E D I T O R I A L . 1 2. a n d . a . h a l f

undated

 

The GHERKIN aka The Swiss Reinsurance Building


In July 1978, Talking Heads released an album called More Songs about Buildings and Food.


Awkward as their gawky lead-singer David Byrne, the title was a weird conjunction: architecture doesn't usually come all that close to gastronomy.

The only creature that eats tower blocks that I can think of is Godzilla - and even he spits most of them out.


So why should the London public decide to refer to the Swiss Reinsurance Company building as 'the gherkin'?


As a nickname, 'the gherkin' isn't that great as a description of what this 40-storey skyscraper actually looks like.


'The Zeppelin' or 'the Spaceship' would be more accurate - though, strictly, it would have to be 'the Zeppelin stood on end' or 'the Spaceship parked vertically'.


The green and knobbly exterior of a gherkin certainly doesn't tally with the elegant but also tubby glass profile of Norman Foster's latest addition to London's skyline.
In London, with things like this, it's often hard to know what truly comes from the public and what from the Evening Standard's headline writers.


But whatever its origin, it has been almost universally adopted.

And with good reason.

Gherkins, for a start, are far from universally popular - to confirm this, one need only check the treacherous circles of slimy green on the pavement outside any burger restaurant.

But for those that do like them, gherkins add something particular and unique to the taste of a burger - a sour-sweet, vinegary tang.

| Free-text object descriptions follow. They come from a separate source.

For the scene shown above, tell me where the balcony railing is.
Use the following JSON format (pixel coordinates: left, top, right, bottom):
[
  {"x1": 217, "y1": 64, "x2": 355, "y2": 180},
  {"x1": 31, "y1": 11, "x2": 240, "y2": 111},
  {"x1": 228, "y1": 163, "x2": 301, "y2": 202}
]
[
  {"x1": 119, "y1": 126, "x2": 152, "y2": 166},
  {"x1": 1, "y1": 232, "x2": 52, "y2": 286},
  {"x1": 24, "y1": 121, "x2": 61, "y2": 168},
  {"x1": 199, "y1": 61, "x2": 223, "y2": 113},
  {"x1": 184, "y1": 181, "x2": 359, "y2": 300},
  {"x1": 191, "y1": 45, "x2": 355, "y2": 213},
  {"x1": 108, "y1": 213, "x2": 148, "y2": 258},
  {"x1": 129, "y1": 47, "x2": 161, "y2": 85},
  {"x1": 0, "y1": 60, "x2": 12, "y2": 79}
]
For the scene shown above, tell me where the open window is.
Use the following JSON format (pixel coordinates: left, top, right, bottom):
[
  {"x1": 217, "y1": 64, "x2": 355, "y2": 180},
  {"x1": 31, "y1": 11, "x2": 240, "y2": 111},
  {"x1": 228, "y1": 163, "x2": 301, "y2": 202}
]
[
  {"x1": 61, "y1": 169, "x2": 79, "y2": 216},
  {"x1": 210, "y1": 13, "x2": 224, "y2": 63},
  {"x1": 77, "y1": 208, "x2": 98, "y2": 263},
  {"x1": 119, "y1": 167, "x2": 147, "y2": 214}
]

A taste that seems both grown-up and infantile.

And the Swiss Re building, I think, adds something similar to the skyline of the City of London.

Its visual tang alters the way one looks at the buildings around it - it's a snappy, catchy building. It's the architectural equivalent fast-food. The first bite isn't any different from the next or the next or the last. You want more.


I was lucky enough to watch as the building was constructed - the top three-quarters of it, anyway.

The kitchen of the top-floor flat where I used to live faced north towards the City.

Every time I did the washing-up, I was able to check on the day's progress.

Over the months it took to build, I watched how it came together - not just as a form but almost as a movement or a gesture.

It reminded me of two hands going up to make a high catch; they start together, then - rising - the fingers spread out, twisting a little to get a better angle, and, finally, they clasp together around the ball.

There was something incredibly satisfying about seeing that catch made, not fumbled - something entirely different to watching an oblong-profile skyscraper climb, achieve its full number of floors, and then stop dead.

Halfway through construction, the curving girders of the outside of the building looked like an anamorphic sugar-basket or the superstructure of a science fiction Easter Egg.

These associations are incredibly cute, almost kitschy - and the Swiss Re building, like others of Norman Foster, could easily be criticised on these grounds.

But it's very rare that a new, modernist tower block appears and is, from the start, so entirely affable.

This is especially so in comparison with other corporate architecture of recent years.

The gherkin is architecture that says very clearly that it doesn't want to hurt anyone or anything. It's less the Swiss Reinsurance than the Swish Reassurance building.


As Norman Foster's website explains, the gherkin-shape has a practical rationale: to maximise natural light and ventilation - hence cutting fuel costs and lessening environmental impact.

Most people won't argue with this being A Very Good Thing.

But just as with gherkins, it's a matter of personal taste whether you find the Swiss Re building oversweet or just sweet enough, junk food or convenience food, ingratiating or accommodating.

The worst that can be said about it is this - that it looks like a giant version of somegadget that might have appeared in the Innovations catalogue.

The best is that, now it's finished, it seems like it's always been there, - that we'd missit if it disappeared - and, if we ever need to reinsure something Swiss, we'll know exactly where to go.